# Monks of New Skete books?



## twilitewulf (Jun 4, 2009)

I'm doing a lot of research right now in preparation for getting my first GSD puppy later this year. I've read both good & bad things about the books by the Monks of New Skete. Before I grab them off Amazon, I was just wondering what the folks here think of their books?


----------



## SunCzarina (Nov 24, 2000)

I like them for basic knowledge. Some of the methods are old school, like alpha rolling the dog (not necessary). How to be your dog's best friend is better (IMO) than the puppy book.


----------



## meisha98 (Aug 27, 2008)

I'm with Jenn- there is lots of info out there. Why not try the library before putting alot of money into the different books? Then just by the ones that click with you.


----------



## littledmc17 (Apr 9, 2008)

I got GSD for dummies thought it was informative


----------



## SunCzarina (Nov 24, 2000)

The dummies book is good too. I bought it as a gag gift for my husband when Luther was a pup (Luther was so not our previous dog!) but I read it and actually lent it out to friends who had new puppies.


----------



## Chicagocanine (Aug 7, 2008)

IMO there are much better books out there for new puppy owners.

One you can get for free is "Before You Get Your Puppy" by Ian Dunbar. This website is offering an electronic copy of the book for free:
http://www.siriuspup.com/beforebook.html

If you like it, he also has a book called "After You Get Your Puppy."


----------



## Tbarrios333 (May 31, 2009)

I liked "How to teach new dog old tricks" by Ian Dunbar.
It's very informative and has some humor in it. It's all positive reinforcement.


----------



## middleofnowhere (Dec 20, 2000)

My favorites:
(These are several years old)
sheila Booth Purely Positive Training: Companion to Competition
Bill Campbell The New Better Behavior for Dogs

Pat Miller has several out on positive training


What I look for is a positive approach. If a book recommends alpha rolls, nose grabs, choke collars - then they're off my list.
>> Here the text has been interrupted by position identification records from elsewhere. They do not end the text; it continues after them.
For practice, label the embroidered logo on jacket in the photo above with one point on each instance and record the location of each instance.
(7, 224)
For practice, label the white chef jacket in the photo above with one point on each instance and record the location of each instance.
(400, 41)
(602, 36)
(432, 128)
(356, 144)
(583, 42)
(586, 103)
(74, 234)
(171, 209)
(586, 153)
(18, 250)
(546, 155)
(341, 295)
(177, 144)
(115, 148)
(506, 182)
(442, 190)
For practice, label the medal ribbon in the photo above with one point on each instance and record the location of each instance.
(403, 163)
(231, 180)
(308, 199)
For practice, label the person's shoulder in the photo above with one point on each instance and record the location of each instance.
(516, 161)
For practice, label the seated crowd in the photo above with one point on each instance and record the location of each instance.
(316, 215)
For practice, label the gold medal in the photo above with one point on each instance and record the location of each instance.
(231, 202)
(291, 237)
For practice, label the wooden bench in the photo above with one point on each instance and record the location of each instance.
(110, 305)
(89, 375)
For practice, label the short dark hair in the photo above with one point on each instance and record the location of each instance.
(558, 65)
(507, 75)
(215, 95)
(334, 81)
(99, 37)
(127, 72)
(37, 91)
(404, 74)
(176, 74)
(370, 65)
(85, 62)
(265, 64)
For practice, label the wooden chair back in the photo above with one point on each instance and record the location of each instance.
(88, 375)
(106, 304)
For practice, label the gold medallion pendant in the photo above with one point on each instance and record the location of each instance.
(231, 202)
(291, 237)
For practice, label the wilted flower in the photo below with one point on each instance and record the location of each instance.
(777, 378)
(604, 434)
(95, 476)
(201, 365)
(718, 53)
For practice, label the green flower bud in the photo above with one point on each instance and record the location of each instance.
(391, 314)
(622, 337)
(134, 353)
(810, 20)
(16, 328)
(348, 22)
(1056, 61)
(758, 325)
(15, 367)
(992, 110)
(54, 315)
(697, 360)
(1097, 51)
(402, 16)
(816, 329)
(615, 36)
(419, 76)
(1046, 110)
I have both Monk's books. They were pretty revolutionary in some respects but that was long long ago.


----------



## twilitewulf (Jun 4, 2009)

Thanks for all the recommendations. I've read 2 of the Dog Whisperer books, which were very good but were really more about dog psychology than training, so now I'm looking for a good resource for positive training - like middleofnowhere said, no alpha rolls, choke collars, etc. I didn't realize the Monks of New Skete books were older and/or out-dated, I will definitely look into some of the other recommendations here.


----------



## middleofnowhere (Dec 20, 2000)

try http://www.dogwise.com for a wide selection


----------



## khawk (Dec 26, 2008)

I can add two books, the Culture Clash by Jean Donaldson and published in 1996, and a new book by Patricia McConnell, Tales of two species, essays on loving and living with dogs copyright 2009. If you liked How to be your dog's best friend by the Monks of New Skete you might like the Culture Clash book. Lots of nuts and bolts of training info from a behaviorist view. I actually liked the Tales of 2 species better, it was more what I expected from the Culture Clash, tales and philosophy about the dog-human connection. I found it thoughtful and thought provoking and more respectful of the dog as a being. I found the Culture Clash a little old hat, though I'm sure if I'd gotten hold of it in 1996 I would have been more impressed. But even with more than ten years under its belt the Culture Clash's last section on obedience training is worth the read, though I wasn't crazy about her recommendations for head halters such as the Gentle Leader and Halti for confirmed pullers. Thumbs up on both. khawk


----------